What happened in the race?
It was a fairly clean start and all 40 horses made it over the first, led by No Full (125/1). Black Apalachi (66/1) was prominent when he fell at the second as did Backbeat (100/1) and Francois Doumen’s L’Ami (33/1).
L’Ami cantered away but his jockey, Mick Fitzgerald who won the National in 1996 on Rough Quest, was less fortunate. He sustained serious injuries to his already damaged neck. They ended his career in the saddle and prompted a change of job to TV racing pundit, so L’Ami has a lot to answer for.
At the third, the open ditch, Fundamentalist (66/1) fell whilst Tumbling Dice (100/1) and Iron Man (50/1) both blundered badly and unshipped their jockeys. Comply Or Die was up with the pace on the outside and took off a stride too early, pitching Murphy half way up his neck on landing.
Mr Pointment (25/1) took the lead at the fourth which claimed Ardaghey (100/1). Snowy Morning (16/1) was close up but Milan Deux Mille (125/1) took pole position at Bechers. No Full fell and Butler’s Cabin (10/1) made a mistake under AP McCoy but survived it. Madison Du Berlais (66/1) went at the Canal Turn and hampered Philson Run (25/1) who unseated Daryl Jacob.

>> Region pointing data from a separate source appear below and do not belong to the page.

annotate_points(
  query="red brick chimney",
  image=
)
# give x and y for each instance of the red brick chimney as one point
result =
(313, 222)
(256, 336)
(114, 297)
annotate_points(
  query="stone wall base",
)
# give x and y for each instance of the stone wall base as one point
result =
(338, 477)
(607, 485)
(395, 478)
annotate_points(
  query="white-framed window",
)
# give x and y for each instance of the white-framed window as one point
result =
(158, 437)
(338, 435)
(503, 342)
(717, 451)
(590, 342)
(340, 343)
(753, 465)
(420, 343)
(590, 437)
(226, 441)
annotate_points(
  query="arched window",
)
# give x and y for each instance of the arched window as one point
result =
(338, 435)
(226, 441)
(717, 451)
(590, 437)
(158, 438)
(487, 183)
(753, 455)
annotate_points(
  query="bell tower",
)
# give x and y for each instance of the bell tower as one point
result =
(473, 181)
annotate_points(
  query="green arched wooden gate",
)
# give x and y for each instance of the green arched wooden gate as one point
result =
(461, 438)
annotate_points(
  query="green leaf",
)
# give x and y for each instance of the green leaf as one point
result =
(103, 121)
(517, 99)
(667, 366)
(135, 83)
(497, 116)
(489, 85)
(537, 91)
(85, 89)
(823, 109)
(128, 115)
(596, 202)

At Bechers second time AP McCoy’s National hopes crumbled as Butlers Cabin fell, hampering Mon Mome (28/1). It was Chelsea Harbour (14/1) who took the lead at the Canal Turn second time. Five out Bewleys Berry (12/1) joined the first division whilst Ruby Walsh edged the 2005 National winner, Hedgehunter (10/1) closer to the pace from his midfield position. Barry Geraghty was tracking the leaders on Slim Pickings (10/1) as was Paul Carberry on King Johns Castle (20/1).

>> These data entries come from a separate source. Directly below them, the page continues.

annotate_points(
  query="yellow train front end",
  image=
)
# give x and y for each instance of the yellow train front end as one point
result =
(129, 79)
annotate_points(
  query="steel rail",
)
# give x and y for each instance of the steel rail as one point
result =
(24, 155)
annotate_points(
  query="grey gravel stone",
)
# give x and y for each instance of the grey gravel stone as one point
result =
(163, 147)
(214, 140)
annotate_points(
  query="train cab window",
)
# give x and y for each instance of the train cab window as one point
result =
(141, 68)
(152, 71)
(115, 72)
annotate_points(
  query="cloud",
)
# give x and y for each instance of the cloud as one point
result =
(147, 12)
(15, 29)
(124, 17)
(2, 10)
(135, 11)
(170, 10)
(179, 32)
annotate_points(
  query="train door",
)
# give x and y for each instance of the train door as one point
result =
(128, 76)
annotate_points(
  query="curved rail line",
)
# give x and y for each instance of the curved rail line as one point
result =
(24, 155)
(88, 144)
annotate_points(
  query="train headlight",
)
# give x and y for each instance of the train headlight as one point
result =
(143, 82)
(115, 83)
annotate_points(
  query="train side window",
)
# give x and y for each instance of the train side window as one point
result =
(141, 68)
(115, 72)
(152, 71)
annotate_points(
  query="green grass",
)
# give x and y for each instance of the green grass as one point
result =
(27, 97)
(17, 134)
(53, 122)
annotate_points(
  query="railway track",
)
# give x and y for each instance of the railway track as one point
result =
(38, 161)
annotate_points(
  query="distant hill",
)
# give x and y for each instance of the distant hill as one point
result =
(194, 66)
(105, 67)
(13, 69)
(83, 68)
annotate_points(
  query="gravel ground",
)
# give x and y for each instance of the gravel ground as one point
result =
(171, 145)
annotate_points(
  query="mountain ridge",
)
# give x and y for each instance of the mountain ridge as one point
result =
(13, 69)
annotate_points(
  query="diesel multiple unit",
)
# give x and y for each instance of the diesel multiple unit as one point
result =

The 7/1 joint favourite, Cloudy Lane never looked dangerous and made a mistake three out. Chelsea Harbour weakened as did Hedgehunter. Bewleys Berry, Comply Or Die, Snowy Morning and Slim Pickings were in contention with Kings Johns Castle not far behind them. Comply Or Die looked to be going best two out. His exuberant leap at the last confirmed it.
Blinkers and a prison sentence helped Comply Or Die and Murphy gain a victory in the 2008 Grand National that robbed the bookies of their profits.